At least 75 Palestinians have been killed since Saturday, when Israel upped a week-long bombardment of Hamas targets in Gaza by pouring in ground troops into the densely-populated territory.
Israel said one soldier was killed by a mortar shell on Sunday and another 55 were wounded since the start of the ground offensive.
Three civilians and one soldier have been killed by rockets fired from Gaza since Israel unleashed its "Operation Cast Lead" against Hamas on December 27.
In the same period, at least 517 Palestinians, including 87 children, have been killed and more than 2,500 wounded, according to Gaza medics.
Aid groups said the offensive had aggravated a humanitarian crisis for the 1.5 million residents of Gaza, most of whom depend on foreign aid in a territory that Israel has virtually sealed off since Hamas took control in June 2007.
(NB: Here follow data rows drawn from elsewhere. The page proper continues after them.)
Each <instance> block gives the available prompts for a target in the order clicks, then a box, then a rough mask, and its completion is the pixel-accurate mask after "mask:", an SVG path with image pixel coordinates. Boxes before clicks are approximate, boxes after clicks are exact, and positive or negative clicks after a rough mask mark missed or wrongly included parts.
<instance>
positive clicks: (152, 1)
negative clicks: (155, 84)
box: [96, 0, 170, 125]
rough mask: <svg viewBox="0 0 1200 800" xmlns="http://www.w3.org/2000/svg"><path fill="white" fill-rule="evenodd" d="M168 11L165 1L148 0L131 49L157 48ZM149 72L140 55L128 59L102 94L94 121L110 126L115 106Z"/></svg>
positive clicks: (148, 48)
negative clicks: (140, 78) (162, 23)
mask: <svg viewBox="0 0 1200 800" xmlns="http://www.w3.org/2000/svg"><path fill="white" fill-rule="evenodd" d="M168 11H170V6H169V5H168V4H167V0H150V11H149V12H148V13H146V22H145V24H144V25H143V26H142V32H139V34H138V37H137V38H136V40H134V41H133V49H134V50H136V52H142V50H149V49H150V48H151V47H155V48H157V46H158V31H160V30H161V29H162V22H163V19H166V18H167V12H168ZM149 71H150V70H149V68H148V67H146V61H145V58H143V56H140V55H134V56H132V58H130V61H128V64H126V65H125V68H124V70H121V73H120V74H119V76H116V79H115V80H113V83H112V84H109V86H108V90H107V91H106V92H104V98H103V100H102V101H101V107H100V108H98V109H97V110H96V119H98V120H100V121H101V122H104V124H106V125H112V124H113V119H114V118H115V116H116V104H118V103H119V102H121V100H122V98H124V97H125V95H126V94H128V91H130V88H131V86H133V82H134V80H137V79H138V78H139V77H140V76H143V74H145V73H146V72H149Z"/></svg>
Gaza residents currently have little electricity, no water and now face dire food shortages, aid groups say. Hospitals were only running on backup generators.
The Israeli government has fought off international pressure over its biggest military operation since its 2006 war in Lebanon.
Along with Sarkozy, EU and Russian delegations were expected in the region on Monday.
International efforts to halt the conflict sought new impetus after the UN Security Council failed to agree a statement on the conflict, with the United States giving strong backing to Israel.
France's Sarkozy was scheduled to meet Israeli Prime Minister Ehud Olmert in Jerusalem and Palestinian president Mahmud Abbas in Ramallah on Monday, after first meeting his Egyptian counterpart, Hosni Mubarak, in Cairo.
France hopes Egypt can rekindle its role as a mediator between Israel and Hamas.
Czech Foreign Minister Karel Schwarzenberg, whose country holds the rotating EU presidency, is heading a delegation to the Middle East, while Medvedev's Middle East envoy, Alexander Saltanov, was also on the way.
The European Union and Russia are both part of the Middle East diplomatic Quartet, along with the United Nations and the United States.
Israel unleashed "Operation Cast Lead" on December 27 in response to consistent rocket fire from Gaza into Israel.
Israel believes Hamas may be seeking "a respectable" way out of the conflict having underestimated the scope of the military offensive, Social Affairs Minister Isaac Herzog said.
He told CNN television Hamas was under "huge pressure" from the military operation.
"The intelligence reports that we've received today in the Israeli cabinet are that the Hamas is looking for a respectable way of finding a way to get out of this situation," he said.
The Israeli offensive has sparked spiralling anger in the Muslim world and protests across the globe.
The UN Security Council failed to agree a statement calling for a ceasefire in closed-door consultations late on Saturday.
That drew expressions of regret from UN chief Ban Ki-moon on Sunday, who said he would be working with key players to facilitate a consensus to bring about an end to the violence.
Hamas spokesman Fawzi Barhum condemned the Security Council action as "a farce" dominated by the United States, which has strongly supported Israel.